Bilme ve anlama arzumuz, merak olgusunun biricik taşlarını oluşturan nedenlerden biridir. Öyle olmasaydı bebekken her şeyi denemek, görmek, keşfetmek ve öğrenmek arzusuyla tutuşmazdık. Hatta küçük bir bebekken başlayan bu merakımız olmasaydı herhangi bir şey öğrenemez ve gelişemez olurduk.
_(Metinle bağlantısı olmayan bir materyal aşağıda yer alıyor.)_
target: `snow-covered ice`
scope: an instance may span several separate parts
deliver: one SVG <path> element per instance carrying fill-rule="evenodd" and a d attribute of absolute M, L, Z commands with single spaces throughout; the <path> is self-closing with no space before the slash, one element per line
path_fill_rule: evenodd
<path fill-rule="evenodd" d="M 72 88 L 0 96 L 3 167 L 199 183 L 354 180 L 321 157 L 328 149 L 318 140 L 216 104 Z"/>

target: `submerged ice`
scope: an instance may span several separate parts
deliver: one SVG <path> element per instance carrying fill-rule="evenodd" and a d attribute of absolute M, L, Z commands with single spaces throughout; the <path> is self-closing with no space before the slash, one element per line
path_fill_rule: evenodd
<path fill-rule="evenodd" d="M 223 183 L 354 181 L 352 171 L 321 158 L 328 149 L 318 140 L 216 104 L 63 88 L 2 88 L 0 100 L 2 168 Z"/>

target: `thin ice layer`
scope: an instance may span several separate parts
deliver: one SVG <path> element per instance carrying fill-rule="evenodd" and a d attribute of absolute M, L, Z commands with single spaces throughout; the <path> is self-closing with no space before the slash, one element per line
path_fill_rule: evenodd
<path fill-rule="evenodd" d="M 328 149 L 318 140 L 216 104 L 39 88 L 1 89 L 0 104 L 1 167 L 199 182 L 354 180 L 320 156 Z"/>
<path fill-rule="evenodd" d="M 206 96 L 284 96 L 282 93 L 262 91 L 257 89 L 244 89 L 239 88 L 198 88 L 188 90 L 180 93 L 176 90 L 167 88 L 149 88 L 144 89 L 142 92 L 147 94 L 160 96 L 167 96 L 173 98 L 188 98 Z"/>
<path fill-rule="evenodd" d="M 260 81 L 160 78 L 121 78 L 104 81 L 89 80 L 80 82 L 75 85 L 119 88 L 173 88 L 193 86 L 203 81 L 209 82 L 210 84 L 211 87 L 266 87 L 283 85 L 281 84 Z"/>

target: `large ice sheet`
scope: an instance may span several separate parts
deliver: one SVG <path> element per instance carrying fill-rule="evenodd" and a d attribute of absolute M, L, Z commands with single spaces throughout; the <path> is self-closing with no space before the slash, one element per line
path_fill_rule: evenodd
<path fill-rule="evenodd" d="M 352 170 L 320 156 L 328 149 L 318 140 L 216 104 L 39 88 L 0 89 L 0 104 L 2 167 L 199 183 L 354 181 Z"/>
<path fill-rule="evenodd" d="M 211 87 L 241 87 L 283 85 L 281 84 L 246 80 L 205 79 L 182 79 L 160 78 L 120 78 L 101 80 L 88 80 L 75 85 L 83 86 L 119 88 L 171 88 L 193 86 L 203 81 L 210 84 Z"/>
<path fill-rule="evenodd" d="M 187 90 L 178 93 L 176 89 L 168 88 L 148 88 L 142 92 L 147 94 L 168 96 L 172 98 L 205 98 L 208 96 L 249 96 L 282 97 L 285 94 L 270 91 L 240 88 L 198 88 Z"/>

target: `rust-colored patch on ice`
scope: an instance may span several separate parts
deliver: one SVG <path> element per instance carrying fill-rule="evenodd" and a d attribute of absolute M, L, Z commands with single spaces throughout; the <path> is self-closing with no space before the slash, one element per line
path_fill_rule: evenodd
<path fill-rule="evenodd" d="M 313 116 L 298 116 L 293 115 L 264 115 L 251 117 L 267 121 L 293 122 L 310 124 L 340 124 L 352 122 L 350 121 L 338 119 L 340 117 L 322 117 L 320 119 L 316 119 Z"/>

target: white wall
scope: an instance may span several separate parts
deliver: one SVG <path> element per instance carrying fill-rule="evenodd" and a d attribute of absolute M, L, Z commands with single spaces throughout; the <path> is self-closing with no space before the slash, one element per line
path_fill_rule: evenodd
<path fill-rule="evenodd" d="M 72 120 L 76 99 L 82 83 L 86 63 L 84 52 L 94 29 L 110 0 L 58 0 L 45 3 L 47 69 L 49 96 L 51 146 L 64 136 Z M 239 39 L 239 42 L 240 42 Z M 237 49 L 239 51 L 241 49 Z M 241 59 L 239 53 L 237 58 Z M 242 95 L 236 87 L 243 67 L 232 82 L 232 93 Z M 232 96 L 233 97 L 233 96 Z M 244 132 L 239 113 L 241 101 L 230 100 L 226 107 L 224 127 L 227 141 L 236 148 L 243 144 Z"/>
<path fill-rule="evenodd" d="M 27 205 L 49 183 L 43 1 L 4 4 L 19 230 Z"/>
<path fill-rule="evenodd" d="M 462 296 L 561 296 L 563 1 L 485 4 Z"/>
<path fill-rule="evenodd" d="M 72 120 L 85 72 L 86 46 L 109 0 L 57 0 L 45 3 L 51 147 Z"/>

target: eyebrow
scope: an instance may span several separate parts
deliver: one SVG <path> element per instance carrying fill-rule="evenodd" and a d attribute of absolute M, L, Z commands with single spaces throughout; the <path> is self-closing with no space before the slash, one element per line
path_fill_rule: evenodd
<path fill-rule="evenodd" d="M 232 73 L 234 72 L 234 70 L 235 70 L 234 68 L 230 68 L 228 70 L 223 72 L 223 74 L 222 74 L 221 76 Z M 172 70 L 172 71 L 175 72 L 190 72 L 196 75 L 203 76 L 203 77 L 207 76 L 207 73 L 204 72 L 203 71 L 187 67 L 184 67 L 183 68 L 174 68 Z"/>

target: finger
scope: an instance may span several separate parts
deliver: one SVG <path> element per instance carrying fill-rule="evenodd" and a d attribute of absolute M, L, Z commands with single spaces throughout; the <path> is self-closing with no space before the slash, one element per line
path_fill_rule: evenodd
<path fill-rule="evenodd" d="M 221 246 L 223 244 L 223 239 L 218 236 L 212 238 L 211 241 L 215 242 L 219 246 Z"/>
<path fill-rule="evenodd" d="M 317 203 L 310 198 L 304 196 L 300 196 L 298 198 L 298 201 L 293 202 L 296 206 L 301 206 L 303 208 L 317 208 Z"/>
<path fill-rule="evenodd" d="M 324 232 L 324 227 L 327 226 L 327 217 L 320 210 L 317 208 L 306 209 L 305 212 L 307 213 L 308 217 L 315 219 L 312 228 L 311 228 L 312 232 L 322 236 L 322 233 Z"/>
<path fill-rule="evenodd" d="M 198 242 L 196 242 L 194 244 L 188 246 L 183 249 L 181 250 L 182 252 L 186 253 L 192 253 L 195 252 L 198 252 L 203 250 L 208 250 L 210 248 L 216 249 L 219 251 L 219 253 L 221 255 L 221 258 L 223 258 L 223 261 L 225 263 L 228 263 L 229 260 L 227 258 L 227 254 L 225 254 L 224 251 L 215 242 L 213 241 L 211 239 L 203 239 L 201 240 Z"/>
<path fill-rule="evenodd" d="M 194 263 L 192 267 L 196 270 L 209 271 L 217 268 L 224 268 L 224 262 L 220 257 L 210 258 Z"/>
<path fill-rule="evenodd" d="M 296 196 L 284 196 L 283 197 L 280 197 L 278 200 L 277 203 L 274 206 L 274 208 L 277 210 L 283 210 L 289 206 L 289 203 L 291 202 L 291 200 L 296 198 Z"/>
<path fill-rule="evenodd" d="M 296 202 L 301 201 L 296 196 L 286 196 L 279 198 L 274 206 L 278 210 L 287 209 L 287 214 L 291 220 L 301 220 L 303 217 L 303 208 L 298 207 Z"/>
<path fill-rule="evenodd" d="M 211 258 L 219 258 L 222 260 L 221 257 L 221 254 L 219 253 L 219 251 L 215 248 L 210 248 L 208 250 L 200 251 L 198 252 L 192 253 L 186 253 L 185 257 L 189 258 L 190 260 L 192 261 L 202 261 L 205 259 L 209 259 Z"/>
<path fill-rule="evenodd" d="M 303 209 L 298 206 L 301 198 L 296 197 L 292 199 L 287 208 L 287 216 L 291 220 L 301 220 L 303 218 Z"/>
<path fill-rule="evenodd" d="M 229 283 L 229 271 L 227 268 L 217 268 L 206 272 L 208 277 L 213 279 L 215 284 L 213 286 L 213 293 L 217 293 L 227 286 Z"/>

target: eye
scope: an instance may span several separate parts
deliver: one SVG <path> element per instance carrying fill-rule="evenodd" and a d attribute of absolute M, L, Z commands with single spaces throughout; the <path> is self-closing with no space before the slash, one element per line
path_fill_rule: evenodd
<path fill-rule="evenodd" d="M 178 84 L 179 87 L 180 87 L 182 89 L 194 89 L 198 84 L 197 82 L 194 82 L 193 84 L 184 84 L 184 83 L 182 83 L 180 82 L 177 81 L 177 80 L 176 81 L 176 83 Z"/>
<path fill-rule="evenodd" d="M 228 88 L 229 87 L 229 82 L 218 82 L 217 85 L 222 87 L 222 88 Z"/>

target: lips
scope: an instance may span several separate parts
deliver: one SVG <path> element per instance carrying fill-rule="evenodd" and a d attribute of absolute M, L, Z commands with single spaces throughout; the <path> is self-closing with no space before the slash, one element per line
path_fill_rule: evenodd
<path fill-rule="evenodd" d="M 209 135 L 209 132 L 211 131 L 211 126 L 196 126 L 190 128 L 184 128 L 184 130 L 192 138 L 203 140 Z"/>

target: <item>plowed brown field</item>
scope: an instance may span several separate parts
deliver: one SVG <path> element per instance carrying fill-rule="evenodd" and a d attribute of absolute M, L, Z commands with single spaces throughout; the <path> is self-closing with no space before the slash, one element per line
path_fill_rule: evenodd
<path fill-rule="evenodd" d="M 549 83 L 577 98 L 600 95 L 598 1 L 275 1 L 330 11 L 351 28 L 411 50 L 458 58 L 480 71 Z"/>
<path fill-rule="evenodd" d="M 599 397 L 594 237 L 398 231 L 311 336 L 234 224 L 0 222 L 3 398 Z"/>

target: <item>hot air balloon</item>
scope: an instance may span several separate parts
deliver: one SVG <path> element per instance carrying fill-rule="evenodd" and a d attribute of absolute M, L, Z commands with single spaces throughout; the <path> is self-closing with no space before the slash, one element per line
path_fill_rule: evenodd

Ancak merak duygusu sadece bebeklikte değil yaşam boyu bizleri dürten bir yere sahip oluyor. Bebekken öğrenmemize ve gelişmemize yetişkinken de çevremizi anlamlandırma, hayatımızı bir nebze de olsa kontrol etme isteğine dönüşüyor. Hafızamızdaki hiçbir görüntüye, hiçbir sese, hiçbir anıya benzemeyen bu merak tam olarak nereden geliyor o zaman?
Çocuksu yanımız merakımızın temelini atıyor.
Araştırmacılar, merakımızın köklerine evrimsel olarak baktıklarında neoteni denilen bir özellik ile bağını kuruyor. Neoteni, evrim teorisinde “gençlik özelliklerinin korunması” olarak adlandırılıyor. Bu kavrama davranışsal olarak baktığımızda diğer memelilerden daha çocuksu olduğumuz yani çocuklukla-gençlikle ilişkilendirilen davranışlarımız anlamına geldiği görülüyor.
Aslında merakımızın evrimsel resmi de tam olarak burada çiziliyor. Sürekli merak etme, bilme, anlama, keşfetme arzumuz evrim teorisinde neoteni adı verilen davranışsal bir özellik olup karşımıza çıkıyor.
Merak da tek bir formda kalmayıp çeşit çeşit kendini gösteriyor.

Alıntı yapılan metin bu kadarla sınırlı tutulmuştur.